The EU currently has a 100% emissions reduction target, effectively eliminating internal combustion engines in new vehicles

Снимка: БГНЕС/ЕРА

The European Commission will propose a review of its plan to completely eliminate CO2 emissions from new cars and vans by 2035, with a decision expected by the end of the year, Reuters reports.

The review will start in 2026 and comes amid growing pressure from carmakers who warn that an all-electric future is no longer realistic.

The EU currently has a 100% emissions reduction target, effectively eliminating internal combustion engines in new vehicles.

Commission President Ursula von der Leyen met with executives from leading car companies on Friday to discuss the future of the sector. European manufacturers face serious challenges - weak demand in Europe, US tariffs and fierce competition from Chinese electric cars.

According to the team of Commission Executive Vice-President Stephane Séjournay, special attention will be paid to vans, where the market share of electric models is only 8.5% - half that of electric cars. The new rules could include allowing CO2-neutral fuels such as biofuels, as well as support for plug-in hybrids or cars with extended ranges.

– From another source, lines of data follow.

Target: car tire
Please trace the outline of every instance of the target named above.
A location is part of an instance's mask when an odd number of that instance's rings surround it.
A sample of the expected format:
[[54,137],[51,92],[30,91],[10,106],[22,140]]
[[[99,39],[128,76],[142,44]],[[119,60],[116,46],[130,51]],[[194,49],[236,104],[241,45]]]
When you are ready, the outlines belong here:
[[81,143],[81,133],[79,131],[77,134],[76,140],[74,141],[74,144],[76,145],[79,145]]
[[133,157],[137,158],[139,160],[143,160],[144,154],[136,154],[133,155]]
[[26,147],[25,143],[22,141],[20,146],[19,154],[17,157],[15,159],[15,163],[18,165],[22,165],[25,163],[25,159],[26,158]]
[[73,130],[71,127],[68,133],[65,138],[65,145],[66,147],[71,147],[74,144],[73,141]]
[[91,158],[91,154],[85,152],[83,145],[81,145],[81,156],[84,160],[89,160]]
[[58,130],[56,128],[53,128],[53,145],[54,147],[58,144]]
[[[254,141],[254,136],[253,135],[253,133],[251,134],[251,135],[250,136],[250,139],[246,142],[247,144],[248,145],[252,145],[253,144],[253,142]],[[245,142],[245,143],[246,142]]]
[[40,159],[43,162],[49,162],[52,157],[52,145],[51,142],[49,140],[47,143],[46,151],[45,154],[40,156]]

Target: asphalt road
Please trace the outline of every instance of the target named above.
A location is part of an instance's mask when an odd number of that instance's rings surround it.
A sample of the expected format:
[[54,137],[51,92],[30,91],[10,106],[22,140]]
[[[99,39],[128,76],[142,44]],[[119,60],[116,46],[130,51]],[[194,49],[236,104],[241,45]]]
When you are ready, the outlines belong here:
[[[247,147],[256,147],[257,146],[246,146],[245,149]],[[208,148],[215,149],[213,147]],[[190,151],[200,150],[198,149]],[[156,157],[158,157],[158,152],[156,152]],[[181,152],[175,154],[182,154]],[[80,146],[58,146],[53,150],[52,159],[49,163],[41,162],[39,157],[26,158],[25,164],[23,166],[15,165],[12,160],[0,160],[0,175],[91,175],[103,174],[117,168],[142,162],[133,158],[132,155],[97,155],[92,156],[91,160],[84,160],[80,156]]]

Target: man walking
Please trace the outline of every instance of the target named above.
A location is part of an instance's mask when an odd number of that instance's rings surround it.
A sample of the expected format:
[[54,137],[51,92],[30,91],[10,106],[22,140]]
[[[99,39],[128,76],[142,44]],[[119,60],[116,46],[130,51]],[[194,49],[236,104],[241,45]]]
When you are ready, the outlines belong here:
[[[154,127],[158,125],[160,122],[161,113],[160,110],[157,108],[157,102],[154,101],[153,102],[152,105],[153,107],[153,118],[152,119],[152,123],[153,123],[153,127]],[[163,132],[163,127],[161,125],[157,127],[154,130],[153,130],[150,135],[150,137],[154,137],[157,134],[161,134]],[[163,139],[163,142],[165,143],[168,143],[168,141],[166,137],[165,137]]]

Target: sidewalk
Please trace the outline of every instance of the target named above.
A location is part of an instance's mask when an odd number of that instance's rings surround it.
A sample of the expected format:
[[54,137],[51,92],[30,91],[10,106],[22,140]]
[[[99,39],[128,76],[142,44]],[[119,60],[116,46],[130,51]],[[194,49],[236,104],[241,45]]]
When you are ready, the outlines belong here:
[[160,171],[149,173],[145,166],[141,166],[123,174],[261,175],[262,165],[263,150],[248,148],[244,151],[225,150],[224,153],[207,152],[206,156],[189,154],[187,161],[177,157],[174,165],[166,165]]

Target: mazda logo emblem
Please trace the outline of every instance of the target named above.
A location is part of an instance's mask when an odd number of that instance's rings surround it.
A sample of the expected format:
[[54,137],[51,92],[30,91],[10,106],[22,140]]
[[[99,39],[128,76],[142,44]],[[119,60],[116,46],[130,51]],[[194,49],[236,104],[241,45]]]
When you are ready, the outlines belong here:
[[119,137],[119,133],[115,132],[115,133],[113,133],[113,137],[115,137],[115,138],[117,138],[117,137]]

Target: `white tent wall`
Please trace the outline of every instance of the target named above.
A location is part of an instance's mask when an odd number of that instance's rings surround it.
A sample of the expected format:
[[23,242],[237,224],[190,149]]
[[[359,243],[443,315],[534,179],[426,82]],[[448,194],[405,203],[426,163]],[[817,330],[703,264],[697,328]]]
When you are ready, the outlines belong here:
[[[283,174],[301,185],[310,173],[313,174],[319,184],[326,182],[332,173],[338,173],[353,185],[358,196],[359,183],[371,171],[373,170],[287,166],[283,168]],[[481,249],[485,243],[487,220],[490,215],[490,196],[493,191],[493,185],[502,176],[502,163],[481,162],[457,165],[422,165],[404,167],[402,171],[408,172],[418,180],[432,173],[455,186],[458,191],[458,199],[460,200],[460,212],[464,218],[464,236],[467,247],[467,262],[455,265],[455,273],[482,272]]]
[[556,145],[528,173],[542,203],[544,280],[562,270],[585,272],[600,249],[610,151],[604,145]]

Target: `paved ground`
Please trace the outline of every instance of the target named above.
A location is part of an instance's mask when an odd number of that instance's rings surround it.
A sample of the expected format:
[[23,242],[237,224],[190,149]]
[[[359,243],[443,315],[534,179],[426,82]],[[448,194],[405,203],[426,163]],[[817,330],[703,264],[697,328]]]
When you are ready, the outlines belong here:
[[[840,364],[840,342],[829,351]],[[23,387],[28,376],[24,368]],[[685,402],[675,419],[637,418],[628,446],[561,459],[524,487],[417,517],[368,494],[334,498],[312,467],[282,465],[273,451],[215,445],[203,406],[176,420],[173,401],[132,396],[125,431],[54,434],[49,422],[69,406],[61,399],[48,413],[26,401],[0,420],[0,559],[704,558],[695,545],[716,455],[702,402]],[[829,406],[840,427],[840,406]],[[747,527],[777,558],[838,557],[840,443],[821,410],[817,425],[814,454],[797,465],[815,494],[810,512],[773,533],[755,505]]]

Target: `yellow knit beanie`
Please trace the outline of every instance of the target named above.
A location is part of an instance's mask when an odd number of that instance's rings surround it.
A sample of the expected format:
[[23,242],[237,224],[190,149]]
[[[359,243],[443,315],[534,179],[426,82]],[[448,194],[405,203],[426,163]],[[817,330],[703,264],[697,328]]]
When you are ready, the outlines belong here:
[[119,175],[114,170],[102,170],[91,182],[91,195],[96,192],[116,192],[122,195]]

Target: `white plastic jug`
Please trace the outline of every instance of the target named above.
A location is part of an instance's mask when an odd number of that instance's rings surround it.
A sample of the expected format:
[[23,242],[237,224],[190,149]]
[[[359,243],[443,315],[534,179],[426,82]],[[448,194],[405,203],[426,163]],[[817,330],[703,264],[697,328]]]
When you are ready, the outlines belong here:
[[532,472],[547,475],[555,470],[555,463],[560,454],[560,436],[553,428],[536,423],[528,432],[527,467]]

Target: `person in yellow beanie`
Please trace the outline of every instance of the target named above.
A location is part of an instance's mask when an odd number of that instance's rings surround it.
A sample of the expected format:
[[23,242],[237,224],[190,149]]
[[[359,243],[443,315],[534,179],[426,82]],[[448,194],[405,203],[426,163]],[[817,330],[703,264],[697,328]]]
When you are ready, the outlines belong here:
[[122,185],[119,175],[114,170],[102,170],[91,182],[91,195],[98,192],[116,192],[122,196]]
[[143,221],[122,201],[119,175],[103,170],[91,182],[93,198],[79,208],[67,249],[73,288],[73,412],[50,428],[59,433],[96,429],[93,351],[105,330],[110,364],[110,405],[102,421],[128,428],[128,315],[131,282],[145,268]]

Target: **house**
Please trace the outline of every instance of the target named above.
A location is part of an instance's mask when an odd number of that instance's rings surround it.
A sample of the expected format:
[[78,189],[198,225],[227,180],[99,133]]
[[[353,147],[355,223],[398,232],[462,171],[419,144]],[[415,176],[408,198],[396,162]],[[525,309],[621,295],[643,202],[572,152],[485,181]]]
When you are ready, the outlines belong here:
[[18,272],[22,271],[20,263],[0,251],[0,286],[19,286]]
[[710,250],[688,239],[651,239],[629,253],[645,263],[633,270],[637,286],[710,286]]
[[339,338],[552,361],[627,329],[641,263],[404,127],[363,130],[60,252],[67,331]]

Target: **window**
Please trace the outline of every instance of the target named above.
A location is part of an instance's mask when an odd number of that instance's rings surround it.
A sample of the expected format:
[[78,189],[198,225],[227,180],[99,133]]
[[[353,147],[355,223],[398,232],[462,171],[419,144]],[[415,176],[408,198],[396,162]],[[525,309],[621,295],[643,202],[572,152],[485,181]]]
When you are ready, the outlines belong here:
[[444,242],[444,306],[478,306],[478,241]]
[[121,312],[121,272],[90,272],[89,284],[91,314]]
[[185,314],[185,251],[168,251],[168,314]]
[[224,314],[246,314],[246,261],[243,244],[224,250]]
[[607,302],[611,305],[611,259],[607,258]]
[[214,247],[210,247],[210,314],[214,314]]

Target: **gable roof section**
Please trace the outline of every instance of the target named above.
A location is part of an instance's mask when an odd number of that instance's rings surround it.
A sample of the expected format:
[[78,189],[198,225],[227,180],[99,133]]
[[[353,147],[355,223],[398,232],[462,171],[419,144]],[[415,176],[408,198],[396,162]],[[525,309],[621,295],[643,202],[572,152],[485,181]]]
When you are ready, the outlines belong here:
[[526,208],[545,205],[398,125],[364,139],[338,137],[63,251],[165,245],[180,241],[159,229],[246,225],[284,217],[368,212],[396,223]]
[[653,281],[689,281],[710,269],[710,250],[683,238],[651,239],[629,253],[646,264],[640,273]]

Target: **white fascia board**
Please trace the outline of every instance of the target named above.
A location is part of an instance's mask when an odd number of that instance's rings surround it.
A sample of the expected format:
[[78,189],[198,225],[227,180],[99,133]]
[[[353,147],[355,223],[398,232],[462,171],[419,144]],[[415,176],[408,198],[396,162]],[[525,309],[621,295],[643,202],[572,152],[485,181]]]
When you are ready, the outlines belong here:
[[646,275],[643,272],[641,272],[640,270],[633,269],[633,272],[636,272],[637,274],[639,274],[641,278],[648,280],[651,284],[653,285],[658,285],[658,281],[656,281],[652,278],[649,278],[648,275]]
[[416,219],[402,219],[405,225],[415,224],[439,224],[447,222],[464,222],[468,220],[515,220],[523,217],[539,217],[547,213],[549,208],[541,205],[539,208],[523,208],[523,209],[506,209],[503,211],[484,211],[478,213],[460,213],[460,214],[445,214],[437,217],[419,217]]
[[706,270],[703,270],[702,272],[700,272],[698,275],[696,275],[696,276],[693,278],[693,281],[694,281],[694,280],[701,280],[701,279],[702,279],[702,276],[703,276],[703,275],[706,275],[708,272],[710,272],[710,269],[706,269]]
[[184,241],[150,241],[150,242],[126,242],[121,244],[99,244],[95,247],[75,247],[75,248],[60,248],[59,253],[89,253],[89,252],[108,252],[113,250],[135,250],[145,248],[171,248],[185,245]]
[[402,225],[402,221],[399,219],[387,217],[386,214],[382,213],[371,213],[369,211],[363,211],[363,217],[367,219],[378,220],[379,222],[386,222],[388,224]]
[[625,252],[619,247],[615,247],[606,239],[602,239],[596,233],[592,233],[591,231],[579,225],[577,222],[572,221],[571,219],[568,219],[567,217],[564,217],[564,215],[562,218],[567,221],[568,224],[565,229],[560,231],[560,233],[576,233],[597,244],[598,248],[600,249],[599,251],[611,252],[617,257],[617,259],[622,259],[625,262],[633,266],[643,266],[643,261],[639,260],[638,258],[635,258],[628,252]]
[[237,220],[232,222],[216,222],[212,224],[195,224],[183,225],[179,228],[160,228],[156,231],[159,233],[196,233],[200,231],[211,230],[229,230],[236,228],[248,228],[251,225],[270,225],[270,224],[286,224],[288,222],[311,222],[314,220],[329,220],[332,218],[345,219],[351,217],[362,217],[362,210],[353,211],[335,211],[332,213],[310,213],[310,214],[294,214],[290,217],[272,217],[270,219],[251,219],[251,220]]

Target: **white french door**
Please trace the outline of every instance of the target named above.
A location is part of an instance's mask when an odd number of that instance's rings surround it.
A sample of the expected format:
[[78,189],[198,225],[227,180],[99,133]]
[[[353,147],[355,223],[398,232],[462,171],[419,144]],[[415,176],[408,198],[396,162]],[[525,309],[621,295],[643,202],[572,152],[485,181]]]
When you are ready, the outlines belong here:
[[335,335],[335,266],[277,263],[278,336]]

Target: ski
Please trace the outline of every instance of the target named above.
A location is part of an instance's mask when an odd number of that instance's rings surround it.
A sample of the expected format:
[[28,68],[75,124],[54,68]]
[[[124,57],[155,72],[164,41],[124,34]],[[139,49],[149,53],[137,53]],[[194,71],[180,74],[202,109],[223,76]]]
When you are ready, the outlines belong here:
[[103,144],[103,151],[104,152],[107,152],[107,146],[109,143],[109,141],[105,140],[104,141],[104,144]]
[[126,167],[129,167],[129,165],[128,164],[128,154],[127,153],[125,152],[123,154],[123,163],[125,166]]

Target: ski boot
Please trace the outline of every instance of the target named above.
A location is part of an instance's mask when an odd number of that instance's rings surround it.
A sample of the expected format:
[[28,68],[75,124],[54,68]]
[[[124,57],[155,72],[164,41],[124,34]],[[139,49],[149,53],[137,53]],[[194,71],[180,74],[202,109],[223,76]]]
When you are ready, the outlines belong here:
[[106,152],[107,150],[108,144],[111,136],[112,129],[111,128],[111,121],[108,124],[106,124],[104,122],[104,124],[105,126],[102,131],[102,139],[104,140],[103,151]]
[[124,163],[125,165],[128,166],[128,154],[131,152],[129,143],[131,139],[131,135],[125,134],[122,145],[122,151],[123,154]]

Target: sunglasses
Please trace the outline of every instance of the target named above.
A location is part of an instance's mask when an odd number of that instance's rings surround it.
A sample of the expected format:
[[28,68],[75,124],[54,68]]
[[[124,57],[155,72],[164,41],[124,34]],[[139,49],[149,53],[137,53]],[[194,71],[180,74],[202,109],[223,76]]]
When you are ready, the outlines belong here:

German Chancellor Friedrich Merz said at the IAA Mobility car show in Munich that the industry should not be limited to one solution.

Volkswagen, Europe's largest manufacturer, supported the zero-emissions target but called for more time and flexibility. The company expects the review to include transitional measures, relief for small manufacturers and recognition of the role of CO2-neutral fuels.

The new proposals are likely to be presented alongside legislation to decarbonise corporate fleets, which account for around 60% of new car registrations in the EU. The Commission is also considering creating a new category for small electric cars with more favourable tax treatment and additional credits to meet climate targets.

The EU plans to prioritise local production of batteries and car components, setting clear conditions for foreign investment - particularly from China. After the introduction of tariffs on Chinese electric car imports, investment from the country has increased, but Brussels wants to avoid models where final assembly in Europe is carried out with parts mainly made in China.